Una ricerca culminata in un Convegno durato tre giorni (dal 12 al 14 dicembre 2012), nel quale le vicende di Sociologia e dell’Università di Trento sono state collocate in un quadro storico e geografico di dimensione nazionale, sotto il titolo: “La geografia universitaria nell’Italia repubblicana: nuove università e nuove facoltà”. In quella stessa occasione è stato anche proiettato un documentario, “L’Università a Trento. Non fu per caso”, prodotto in collaborazione con il Museo Storico, con una sintesi delle interviste filmate fatte ad alcuni dei testimoni degli anni ’60 e ’70 ancora viventi.

Purtroppo il principale protagonista di questa storia, Bruno Kessler, è morto prematuramente oltre vent’anni fa, nel 1991. Ma è a lui che si deve, ancora giovanissimo (nel 1960, divenuto presidente della Provincia autonoma, aveva appena 36 anni, essendo nato nel 1924) l’intuizione di istituire a Trento una Facoltà di Sociologia, abbandonando giustamente il progetto coltivato dai suoi predecessori – prima Remo Albertini e poi Riccardo Rosa – di realizzare invece un “Biennio di Scienze forestali” dipendente direttamente dall’Università cattolica (il che gli costò l’ira e il disappunto dell’allora rettore milanese Francesco Vito, ma anche la sapiente “neutralità” del vescovo Gargitter, che allora reggeva la diocesi di Trento prima dell’arrivo del nuovo vescovo Gottardi). Bruno Kessler, negli anni del primo centro-sinistra di Amintore Fanfani e poi di Aldo Moro, seppe vedere lontano e fece una scelta difficile e coraggiosa, sfidando sia l’allora forte arretratezza socio-economica e culturale del Trentino, sia il pregiudizio idealistico-crociano che ancora prevaleva nell’accademia italiana contro le scienze sociali in genere e la sociologia in particolare (“pseudo-scienza” alimentata da “pseudo-concetti”, era l’anatema filosofico di Benedetto Croce che ancora all’epoca incombeva). Il Movimento studentesco di Sociologia negli anni ’60 ebbe un ruolo fondamentale sia nel contribuire al riconoscimento legislativo (nel 1966) del corso di laurea, sia nel far modificare la struttura del potere accademico e l’impostazione originaria del piano di studi.

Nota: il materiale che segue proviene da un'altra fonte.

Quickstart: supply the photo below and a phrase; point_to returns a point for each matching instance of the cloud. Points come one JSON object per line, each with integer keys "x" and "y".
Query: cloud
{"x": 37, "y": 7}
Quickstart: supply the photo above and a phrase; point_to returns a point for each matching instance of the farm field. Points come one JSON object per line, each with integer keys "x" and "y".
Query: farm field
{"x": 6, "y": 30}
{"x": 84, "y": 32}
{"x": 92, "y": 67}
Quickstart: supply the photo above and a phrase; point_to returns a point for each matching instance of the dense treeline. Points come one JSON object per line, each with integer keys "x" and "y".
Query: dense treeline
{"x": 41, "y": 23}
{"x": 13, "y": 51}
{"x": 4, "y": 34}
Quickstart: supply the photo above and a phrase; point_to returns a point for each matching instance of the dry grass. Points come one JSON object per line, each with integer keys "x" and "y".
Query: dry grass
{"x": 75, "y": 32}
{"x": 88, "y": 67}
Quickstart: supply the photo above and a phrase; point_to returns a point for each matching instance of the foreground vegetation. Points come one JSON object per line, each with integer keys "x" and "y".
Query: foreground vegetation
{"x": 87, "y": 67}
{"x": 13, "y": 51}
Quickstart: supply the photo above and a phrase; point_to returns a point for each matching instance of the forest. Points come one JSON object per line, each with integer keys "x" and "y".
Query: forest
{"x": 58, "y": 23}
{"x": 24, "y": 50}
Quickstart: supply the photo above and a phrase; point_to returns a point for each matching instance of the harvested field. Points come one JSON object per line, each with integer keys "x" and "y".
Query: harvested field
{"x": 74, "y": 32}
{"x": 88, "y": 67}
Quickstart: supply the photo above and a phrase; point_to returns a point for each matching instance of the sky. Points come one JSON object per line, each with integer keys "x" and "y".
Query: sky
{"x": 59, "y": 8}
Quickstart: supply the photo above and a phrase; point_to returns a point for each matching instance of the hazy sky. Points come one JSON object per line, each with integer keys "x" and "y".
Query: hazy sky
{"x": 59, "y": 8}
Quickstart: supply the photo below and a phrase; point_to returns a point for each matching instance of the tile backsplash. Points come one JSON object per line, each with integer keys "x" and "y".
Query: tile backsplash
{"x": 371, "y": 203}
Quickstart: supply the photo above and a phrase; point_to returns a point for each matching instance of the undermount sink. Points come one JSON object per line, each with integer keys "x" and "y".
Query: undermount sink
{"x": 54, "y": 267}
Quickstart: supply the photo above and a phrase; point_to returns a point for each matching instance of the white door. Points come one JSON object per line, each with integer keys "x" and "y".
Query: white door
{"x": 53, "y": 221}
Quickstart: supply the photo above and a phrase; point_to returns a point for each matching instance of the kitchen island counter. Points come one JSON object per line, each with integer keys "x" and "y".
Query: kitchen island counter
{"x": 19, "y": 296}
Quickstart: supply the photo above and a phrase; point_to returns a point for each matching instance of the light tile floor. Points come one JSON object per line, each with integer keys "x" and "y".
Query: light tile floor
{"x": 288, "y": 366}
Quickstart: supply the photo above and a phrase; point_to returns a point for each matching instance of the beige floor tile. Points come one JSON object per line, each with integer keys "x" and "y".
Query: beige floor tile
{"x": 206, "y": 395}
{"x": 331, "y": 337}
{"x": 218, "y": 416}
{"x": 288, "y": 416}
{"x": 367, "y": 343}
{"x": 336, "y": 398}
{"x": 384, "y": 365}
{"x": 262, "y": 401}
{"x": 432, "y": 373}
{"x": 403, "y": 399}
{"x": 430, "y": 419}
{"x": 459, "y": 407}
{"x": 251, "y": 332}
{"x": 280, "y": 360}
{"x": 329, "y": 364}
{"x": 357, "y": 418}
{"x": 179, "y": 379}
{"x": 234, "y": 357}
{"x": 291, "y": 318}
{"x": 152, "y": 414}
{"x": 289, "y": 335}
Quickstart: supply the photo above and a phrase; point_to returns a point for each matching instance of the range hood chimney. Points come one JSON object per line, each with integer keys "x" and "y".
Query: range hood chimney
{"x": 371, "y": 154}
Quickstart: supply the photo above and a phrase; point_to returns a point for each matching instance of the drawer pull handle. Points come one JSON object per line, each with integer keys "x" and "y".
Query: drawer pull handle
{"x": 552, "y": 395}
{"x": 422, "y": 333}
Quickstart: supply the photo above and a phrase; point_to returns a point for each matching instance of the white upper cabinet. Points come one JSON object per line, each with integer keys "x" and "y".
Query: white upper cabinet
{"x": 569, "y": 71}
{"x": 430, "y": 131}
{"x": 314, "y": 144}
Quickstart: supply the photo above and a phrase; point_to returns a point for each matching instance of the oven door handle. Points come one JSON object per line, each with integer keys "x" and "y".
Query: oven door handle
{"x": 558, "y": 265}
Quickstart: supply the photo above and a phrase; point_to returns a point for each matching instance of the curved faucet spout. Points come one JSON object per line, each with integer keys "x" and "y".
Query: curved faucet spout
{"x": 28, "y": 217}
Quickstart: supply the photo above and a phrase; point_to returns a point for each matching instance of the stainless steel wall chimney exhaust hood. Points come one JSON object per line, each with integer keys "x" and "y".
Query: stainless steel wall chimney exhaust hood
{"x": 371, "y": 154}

L’esperienza dell’”Università critica” del 1968-69 - accettata dal Comitato ordinatore composto da Marcello Boldrini, Norberto Bobbio e Nino Andreatta e condotta in collaborazione con gli studenti dal nuovo direttore Francesco Alberoni – rimarrà un “unicum” originale e irripetibile nella storia dell’Università trentina e italiana. Un lungo cammino, quello dell’Università di Trento, scandito dai decenni: 1962, nascita dell’Istituto superiore di Scienze sociali (Sociologia); 1972, nascita della Libera Università degli studi con nuove facoltà; 1982, statizzazione dell’Università, con un peculiare Statuto e con l’istituzione di altre facoltà (tutte ora scomparse e diventate Dipartimenti). Un cammino difficile, lungo e fecondo, nel corso del quale il Trentino è profondamente cambiato anche grazie alla sua Università, che, con mezzo secolo di vita, ora è entrata nella storia.